Hemodynamic and Oxygen Transport Characteristics of Common Ventilatory Modes: Discussion
The SIMV mode has been promoted as a mean of positive-pressure ventilatory support with minimal effect on venous return by allowing ITP to decrease during the spontaneous inspiratory efforts. Previous studies had suggested that in normal individuals and in those with ventricular dysfunction the steady state cardiac output is not different on SIMV as compared with positive-pressure ventilation with matched ventilatory parameters. Our study shows that SIMV by allowing lower peak and mean airway pressures throughout the respiratory cycle tends to increase Cl compared with the ACV mode, although the differences are only of borderline significance and of questionable clinical importance. Canadian family pharmacy read We show, in addition, that the PSV mode tends to affect MIP and Cl in the same manner as does the SIMV mode, although to a lesser extent. Our study is in agreement with previous reports that the magnitude of the effects of SIMV and PSV modes on Cl are small, such that although there was a trend toward higher oxygen transport and consumption on these modes compared with the ACV mode (Table 4) the differences did not reach statistical significance.
Judged by data presented in Table 3, patients used in this study had elevated pulmonary artery pressures and PVRI. The cause and the clinical importance of a slight but statistically significant rise in pulmonary artery systolic pressure on SIMV and PSV relative to ACV is not clear.
The РаСОг tended to be lower and pH higher in ACV than in other modes (Table 4).

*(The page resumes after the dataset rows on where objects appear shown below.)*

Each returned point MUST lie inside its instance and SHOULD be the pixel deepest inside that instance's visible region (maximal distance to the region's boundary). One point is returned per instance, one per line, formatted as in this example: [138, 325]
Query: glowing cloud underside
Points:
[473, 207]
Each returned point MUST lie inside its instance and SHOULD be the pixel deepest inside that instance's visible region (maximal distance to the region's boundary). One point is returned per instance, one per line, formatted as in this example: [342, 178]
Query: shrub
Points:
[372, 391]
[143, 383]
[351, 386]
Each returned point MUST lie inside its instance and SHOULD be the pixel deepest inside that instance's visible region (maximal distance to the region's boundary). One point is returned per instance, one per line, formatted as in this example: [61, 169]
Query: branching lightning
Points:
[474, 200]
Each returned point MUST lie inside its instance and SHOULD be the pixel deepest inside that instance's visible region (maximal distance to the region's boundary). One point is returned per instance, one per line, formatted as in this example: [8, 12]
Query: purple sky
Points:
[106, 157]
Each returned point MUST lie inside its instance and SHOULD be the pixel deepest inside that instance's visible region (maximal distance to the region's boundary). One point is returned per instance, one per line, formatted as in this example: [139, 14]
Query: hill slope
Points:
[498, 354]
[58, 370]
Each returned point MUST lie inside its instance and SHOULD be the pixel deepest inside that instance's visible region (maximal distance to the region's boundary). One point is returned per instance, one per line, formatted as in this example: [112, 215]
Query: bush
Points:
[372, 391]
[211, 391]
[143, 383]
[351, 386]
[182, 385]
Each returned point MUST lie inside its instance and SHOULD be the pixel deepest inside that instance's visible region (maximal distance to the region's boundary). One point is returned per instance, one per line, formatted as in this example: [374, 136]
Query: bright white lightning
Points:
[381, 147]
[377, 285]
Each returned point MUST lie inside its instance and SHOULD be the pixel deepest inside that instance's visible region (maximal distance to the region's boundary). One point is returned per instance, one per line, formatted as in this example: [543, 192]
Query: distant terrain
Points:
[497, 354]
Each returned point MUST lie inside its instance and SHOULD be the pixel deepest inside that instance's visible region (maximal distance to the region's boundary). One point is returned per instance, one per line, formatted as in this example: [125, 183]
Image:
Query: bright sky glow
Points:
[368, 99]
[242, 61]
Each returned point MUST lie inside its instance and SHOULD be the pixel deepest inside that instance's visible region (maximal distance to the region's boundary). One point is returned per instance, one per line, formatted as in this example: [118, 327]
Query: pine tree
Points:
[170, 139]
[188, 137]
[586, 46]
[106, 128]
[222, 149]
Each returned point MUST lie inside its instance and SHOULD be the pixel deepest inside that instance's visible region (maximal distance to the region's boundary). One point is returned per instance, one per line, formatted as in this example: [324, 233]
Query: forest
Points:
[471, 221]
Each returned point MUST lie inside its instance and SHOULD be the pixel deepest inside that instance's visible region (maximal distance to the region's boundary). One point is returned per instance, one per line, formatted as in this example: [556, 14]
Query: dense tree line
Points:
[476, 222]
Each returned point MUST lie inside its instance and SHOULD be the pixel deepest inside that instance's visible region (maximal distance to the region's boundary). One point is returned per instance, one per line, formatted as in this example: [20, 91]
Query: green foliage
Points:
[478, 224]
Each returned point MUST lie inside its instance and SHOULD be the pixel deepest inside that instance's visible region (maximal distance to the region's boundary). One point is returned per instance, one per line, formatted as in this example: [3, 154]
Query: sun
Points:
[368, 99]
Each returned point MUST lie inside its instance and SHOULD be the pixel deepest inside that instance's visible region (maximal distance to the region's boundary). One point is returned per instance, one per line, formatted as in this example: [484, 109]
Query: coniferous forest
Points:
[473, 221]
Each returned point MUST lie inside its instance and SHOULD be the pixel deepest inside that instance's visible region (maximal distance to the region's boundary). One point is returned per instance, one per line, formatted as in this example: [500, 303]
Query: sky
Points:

A likely explanation for this observation is that patients’ work-of-breathing and the CO2 production were less in ACV.
Although statistically significant, these values were within the normal range and the differences, therefore, were of no clinical importance. Other measures of oxygen transport and tissue oxygenation were similar among the three groups. Croeger and associates compared SIMV and AC modes on ventilatory and hemodynamic parameters in patients without COPD in acute respiratory failure. Their results are similar to ours showing an increase in f, a decrease in Vt, an increase in РаСОг, and a rise in CO on SIMV vs AC mode. No differences in resting energy expenditure and CO2 production between the two ventilatory modes, however, were observed. Hudson and colleagues showed that when critically ill patients without head injury were switched from SIMV to AC mode, respiratory alkalosis worsened and CO2 production decreased. They concluded that the rise in РаСОг during SIMV was presumably related to an increase in the WOB, although the magnitude of differences and the clinical importance of these changes were questionable.